■ MORE DETAILS BY THE NUMBERS
Rob Shaw offers some details:
1. Ride-hailing services aren’t coming to B.C. until at least September 2019. That’s when the government expects companies like Uber and Lyft will start applying for licences under a new, yet-to-be-written legislative regime. The NDP campaigned in the last election on having a plan to get ride-hailing into operation in 2017. After taking power, the party pushed it to the end of 2018. The new fall 2019 deadline means the NDP is two years behind the timeline it first promised voters.
2. Three hundred new taxis are coming to the Lower Mainland to reduce waiting times. This is part of a one-time, 15 per cent increase to taxi licences recommended in a government-commissioned report on modernizing the taxi industry by expert Dan Hara that government said it will immediately authorize. It will also mean 200 new taxis in the rest of the province.
3. You’ll soon get a cheaper rate on your taxi if you order by smartphone app. Government will allow taxi companies to offer discounted meter fares if a cab is booked using an app, in an attempt to help traditional taxi firms boost the use of their own technology in advance of competition from Uber, Lyft and other ride-hailing companies.
4. Many of the taxi report’s suggestions are still being considered by government. This includes putting additional per-trip fees on new licences to fund more accessible taxi vans for people with disabilities, delegating provincial power for taxi approval to regional governments to avoid overlapping jurisdictional confusion, and creating a new per-kilometre insurance system for taxis.

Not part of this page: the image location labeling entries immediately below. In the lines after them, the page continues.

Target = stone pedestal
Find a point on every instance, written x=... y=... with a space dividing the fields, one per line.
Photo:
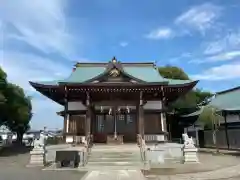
x=190 y=155
x=37 y=157
x=112 y=140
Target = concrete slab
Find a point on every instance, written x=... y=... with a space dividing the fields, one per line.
x=114 y=175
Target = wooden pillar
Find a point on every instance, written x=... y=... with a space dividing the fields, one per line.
x=226 y=128
x=66 y=117
x=140 y=116
x=88 y=116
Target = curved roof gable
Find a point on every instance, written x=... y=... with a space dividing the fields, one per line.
x=141 y=72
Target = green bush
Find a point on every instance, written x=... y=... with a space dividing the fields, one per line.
x=54 y=140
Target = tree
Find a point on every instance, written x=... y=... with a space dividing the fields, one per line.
x=15 y=106
x=173 y=72
x=190 y=101
x=211 y=118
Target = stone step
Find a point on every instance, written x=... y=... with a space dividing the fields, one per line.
x=97 y=167
x=114 y=155
x=123 y=163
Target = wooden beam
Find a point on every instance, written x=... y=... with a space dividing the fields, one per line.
x=88 y=116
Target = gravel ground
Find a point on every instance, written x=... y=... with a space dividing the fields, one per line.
x=13 y=163
x=13 y=167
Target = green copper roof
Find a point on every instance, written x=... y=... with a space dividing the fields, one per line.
x=147 y=74
x=82 y=74
x=229 y=100
x=177 y=81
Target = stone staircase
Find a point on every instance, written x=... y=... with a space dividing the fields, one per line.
x=115 y=157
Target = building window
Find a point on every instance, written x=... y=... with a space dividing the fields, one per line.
x=121 y=117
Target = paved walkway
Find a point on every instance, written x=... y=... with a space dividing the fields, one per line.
x=114 y=157
x=224 y=173
x=114 y=175
x=13 y=166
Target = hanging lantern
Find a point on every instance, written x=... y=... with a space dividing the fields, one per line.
x=128 y=109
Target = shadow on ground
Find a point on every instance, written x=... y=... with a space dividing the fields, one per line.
x=14 y=149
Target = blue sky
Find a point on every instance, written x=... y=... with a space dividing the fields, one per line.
x=43 y=39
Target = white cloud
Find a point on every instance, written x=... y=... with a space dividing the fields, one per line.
x=223 y=72
x=123 y=44
x=223 y=43
x=185 y=55
x=200 y=17
x=160 y=33
x=41 y=24
x=22 y=67
x=224 y=56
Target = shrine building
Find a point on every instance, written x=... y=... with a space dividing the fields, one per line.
x=115 y=101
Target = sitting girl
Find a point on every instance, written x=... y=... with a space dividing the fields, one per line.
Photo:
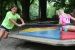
x=64 y=20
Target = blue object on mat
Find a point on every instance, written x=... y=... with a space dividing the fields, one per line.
x=51 y=34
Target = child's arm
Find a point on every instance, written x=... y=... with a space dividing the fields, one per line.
x=23 y=23
x=73 y=18
x=15 y=23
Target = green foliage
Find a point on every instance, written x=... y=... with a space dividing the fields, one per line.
x=50 y=9
x=34 y=10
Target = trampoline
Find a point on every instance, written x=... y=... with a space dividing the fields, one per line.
x=51 y=35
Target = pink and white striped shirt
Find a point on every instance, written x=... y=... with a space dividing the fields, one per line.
x=64 y=19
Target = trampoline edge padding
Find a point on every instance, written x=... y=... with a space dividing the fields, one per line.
x=44 y=40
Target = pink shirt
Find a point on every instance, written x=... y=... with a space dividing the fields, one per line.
x=64 y=19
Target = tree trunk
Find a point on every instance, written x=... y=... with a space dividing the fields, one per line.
x=25 y=10
x=42 y=8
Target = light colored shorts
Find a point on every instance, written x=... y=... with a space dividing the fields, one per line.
x=66 y=27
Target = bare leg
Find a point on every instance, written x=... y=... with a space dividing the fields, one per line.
x=5 y=35
x=2 y=31
x=71 y=28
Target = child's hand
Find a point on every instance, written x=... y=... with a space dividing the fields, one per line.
x=19 y=25
x=23 y=24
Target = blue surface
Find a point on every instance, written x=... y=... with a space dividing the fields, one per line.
x=51 y=34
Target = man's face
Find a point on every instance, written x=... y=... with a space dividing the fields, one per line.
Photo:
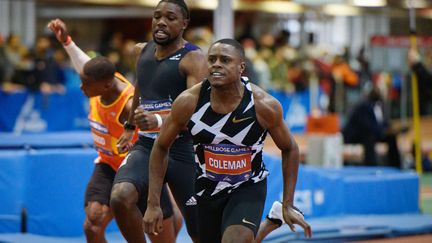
x=168 y=23
x=91 y=87
x=225 y=64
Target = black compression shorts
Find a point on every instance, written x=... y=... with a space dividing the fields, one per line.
x=180 y=177
x=243 y=206
x=100 y=184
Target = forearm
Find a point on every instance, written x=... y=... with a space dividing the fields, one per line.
x=158 y=166
x=77 y=56
x=421 y=72
x=290 y=165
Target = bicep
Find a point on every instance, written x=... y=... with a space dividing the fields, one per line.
x=126 y=111
x=195 y=68
x=281 y=136
x=176 y=121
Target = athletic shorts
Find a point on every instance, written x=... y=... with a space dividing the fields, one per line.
x=180 y=176
x=244 y=206
x=100 y=184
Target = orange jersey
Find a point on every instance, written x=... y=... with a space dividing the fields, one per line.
x=105 y=125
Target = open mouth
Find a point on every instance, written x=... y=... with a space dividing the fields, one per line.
x=159 y=34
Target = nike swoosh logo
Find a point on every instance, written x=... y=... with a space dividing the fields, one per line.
x=235 y=120
x=248 y=222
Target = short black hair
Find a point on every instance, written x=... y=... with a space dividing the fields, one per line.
x=100 y=69
x=235 y=44
x=182 y=5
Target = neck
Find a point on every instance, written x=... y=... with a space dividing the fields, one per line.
x=163 y=51
x=113 y=93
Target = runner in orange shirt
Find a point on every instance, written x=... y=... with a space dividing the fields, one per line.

5. Allowing existing taxi companies to have a monopoly on a single app to hail rides is “risky and unnecessary,” Hara concludes in his report. The Vancouver Taxi Association has a tentative deal to develop a ride-for-hire app called Kater, which it wants to be the exclusive made-in-B.C. solution, locking out Uber, Lyft and other app-based companies. That’s not a good plan for customers, writes Hara. However, he writes that the general idea of the existing taxi industry co-operating on one or more apps, with government financial support, would be positive.